When can we expect such an event to occur? Volatility wizard Cem Karsan says within 3 to 9 months, and he has been correctly anticipating many of the twist and turns we experienced since 2020.

Resources
My thinking here is inspired by volatility specialist Cem Karsan, who has been very prescient in describing current dynamics in the earliest stages of their development. (If the subject has you hooked, I would recommend listening to one of the many podcasts and other interviews he has recently been on. His twitter feed is an excellent learning tool once you have deciphered his unique writing style.)
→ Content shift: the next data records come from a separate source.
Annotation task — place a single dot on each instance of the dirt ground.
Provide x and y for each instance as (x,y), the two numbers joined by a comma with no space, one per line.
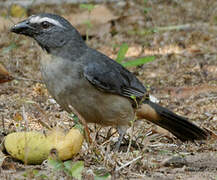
(182,35)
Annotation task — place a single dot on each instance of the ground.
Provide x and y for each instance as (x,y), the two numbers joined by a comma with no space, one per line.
(182,37)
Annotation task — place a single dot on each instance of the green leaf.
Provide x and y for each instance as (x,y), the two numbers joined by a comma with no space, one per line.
(138,61)
(122,52)
(75,169)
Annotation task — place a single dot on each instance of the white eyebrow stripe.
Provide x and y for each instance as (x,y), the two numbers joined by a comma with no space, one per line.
(38,19)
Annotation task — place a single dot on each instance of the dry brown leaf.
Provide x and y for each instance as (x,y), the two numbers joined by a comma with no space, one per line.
(4,75)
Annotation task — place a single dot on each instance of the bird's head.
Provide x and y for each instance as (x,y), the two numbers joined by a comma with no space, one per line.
(49,30)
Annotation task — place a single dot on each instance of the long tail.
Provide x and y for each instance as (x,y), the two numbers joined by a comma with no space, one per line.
(179,126)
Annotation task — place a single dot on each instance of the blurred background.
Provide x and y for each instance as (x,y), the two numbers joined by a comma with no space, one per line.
(174,45)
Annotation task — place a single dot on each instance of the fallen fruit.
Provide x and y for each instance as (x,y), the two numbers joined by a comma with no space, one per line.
(34,147)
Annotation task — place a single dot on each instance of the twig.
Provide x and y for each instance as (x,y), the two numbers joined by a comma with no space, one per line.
(44,124)
(26,79)
(83,122)
(25,118)
(128,163)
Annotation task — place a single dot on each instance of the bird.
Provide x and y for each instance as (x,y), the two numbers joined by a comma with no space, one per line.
(101,90)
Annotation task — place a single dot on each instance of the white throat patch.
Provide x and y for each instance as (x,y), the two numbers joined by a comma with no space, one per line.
(38,20)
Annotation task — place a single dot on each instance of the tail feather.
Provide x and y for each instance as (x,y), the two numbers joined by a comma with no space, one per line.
(179,126)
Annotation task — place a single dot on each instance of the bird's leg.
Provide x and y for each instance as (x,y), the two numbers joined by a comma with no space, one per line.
(121,131)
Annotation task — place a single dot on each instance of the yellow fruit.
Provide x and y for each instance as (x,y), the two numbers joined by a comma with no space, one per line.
(34,147)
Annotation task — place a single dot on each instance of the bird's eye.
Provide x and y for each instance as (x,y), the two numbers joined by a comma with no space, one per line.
(45,24)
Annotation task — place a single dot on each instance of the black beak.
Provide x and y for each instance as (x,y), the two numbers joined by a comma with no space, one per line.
(22,28)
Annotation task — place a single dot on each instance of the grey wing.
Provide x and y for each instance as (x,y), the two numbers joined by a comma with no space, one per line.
(113,78)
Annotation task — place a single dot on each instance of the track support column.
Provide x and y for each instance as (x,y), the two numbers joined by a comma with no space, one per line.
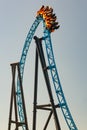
(46,77)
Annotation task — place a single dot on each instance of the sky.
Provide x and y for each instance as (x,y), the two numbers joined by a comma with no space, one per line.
(70,51)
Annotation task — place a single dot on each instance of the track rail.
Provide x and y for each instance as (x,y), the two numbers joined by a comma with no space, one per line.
(54,74)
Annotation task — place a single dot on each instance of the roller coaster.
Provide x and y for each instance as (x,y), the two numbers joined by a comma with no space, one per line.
(48,18)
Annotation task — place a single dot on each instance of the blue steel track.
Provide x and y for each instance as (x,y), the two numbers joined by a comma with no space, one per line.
(54,74)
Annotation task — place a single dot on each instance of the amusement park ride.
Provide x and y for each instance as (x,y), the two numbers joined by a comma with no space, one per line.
(46,15)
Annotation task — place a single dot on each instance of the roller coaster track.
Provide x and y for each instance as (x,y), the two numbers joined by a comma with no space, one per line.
(53,69)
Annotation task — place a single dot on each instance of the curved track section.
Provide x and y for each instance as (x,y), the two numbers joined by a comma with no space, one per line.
(22,64)
(52,66)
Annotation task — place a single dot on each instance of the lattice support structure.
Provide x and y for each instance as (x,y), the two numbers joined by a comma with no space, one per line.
(47,107)
(13,102)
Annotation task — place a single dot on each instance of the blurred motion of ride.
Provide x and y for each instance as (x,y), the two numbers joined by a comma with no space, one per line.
(49,17)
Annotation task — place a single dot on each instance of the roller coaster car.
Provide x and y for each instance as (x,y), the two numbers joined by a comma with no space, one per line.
(49,18)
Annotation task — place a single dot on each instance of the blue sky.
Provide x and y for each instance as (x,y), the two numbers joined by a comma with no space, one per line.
(70,50)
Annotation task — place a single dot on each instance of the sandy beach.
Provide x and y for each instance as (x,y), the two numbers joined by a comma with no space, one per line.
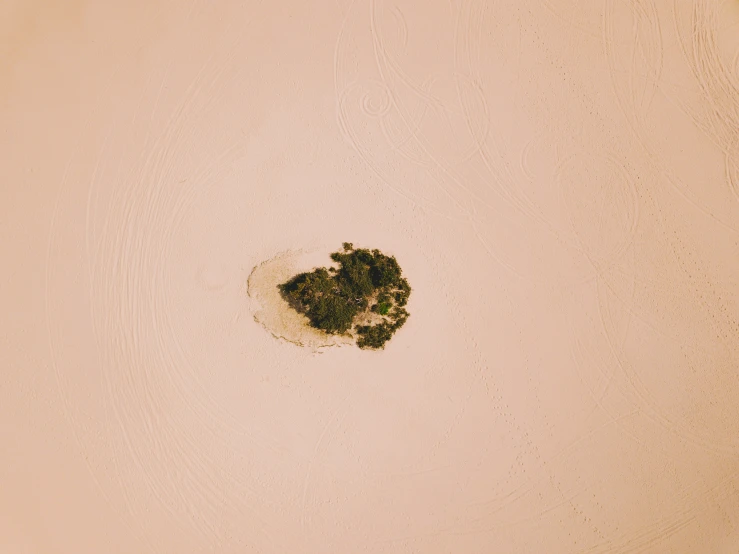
(559,181)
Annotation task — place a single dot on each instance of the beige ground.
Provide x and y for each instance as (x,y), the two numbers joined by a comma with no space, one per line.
(560,181)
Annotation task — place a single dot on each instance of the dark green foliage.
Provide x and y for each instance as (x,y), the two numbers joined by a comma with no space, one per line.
(364,281)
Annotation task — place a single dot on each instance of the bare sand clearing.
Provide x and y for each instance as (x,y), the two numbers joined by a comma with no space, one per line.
(559,181)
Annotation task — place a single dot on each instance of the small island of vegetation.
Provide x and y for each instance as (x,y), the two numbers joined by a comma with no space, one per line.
(364,297)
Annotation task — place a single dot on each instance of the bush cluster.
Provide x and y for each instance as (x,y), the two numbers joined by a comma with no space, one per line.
(364,281)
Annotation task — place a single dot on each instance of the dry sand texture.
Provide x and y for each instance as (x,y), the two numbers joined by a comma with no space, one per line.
(559,180)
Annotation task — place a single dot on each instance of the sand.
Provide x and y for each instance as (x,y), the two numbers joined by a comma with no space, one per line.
(559,181)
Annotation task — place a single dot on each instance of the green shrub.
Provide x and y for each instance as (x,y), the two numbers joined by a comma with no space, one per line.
(334,298)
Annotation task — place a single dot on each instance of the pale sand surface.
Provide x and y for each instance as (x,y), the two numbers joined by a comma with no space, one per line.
(559,181)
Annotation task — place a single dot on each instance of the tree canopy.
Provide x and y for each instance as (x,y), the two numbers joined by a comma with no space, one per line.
(364,296)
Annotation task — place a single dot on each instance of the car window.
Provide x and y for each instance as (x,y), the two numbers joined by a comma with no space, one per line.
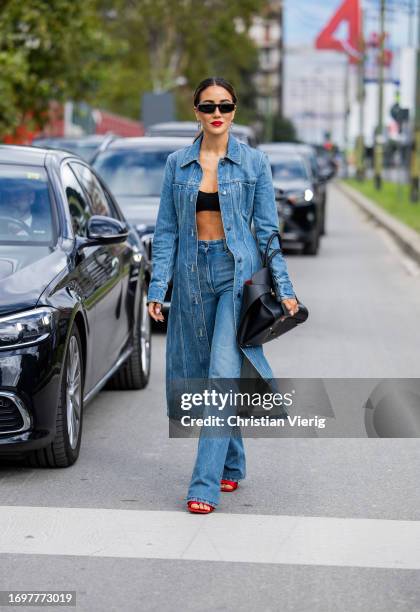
(25,205)
(98,200)
(77,201)
(131,173)
(288,170)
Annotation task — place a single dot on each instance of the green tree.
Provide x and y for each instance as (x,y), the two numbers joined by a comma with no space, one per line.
(48,50)
(160,40)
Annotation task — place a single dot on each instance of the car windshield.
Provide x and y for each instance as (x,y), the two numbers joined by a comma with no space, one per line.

A broader well of information and ideas I found in the aptly named book The Second Leg Down by Hari P. Krishnan.

Panic

Such a strong sell-off will exacerbate a feeling of doom, which has the potential to infect a large group of people that so far have stuck to their guns and played no role in the proceedings: the passive buy-and-hold investors. Should they join the active crowd and start to panic out of their never-sell investments a huge new group of sellers is unlocked, which puts additional pressure on the entire market. Even the highest quality stocks will then suffer equally in a rush for the exit.

The chart below visualizes this process well: Cash levels have currently risen to around 23% as tactical investors have reduced risk, but an all-out panic, as in 2003 or 2009, can cause passive investors to liquidate their holdings to the tune of 40% or higher.

As this is all part of a never-ending cycle, panic selling finally sets the scene for a lasting bottom in stocks — just when pessimism reaches a the-end-is-nigh crescendo and the economic outlook is at its bleakest.

Good luck with your trading, and thank you for reading!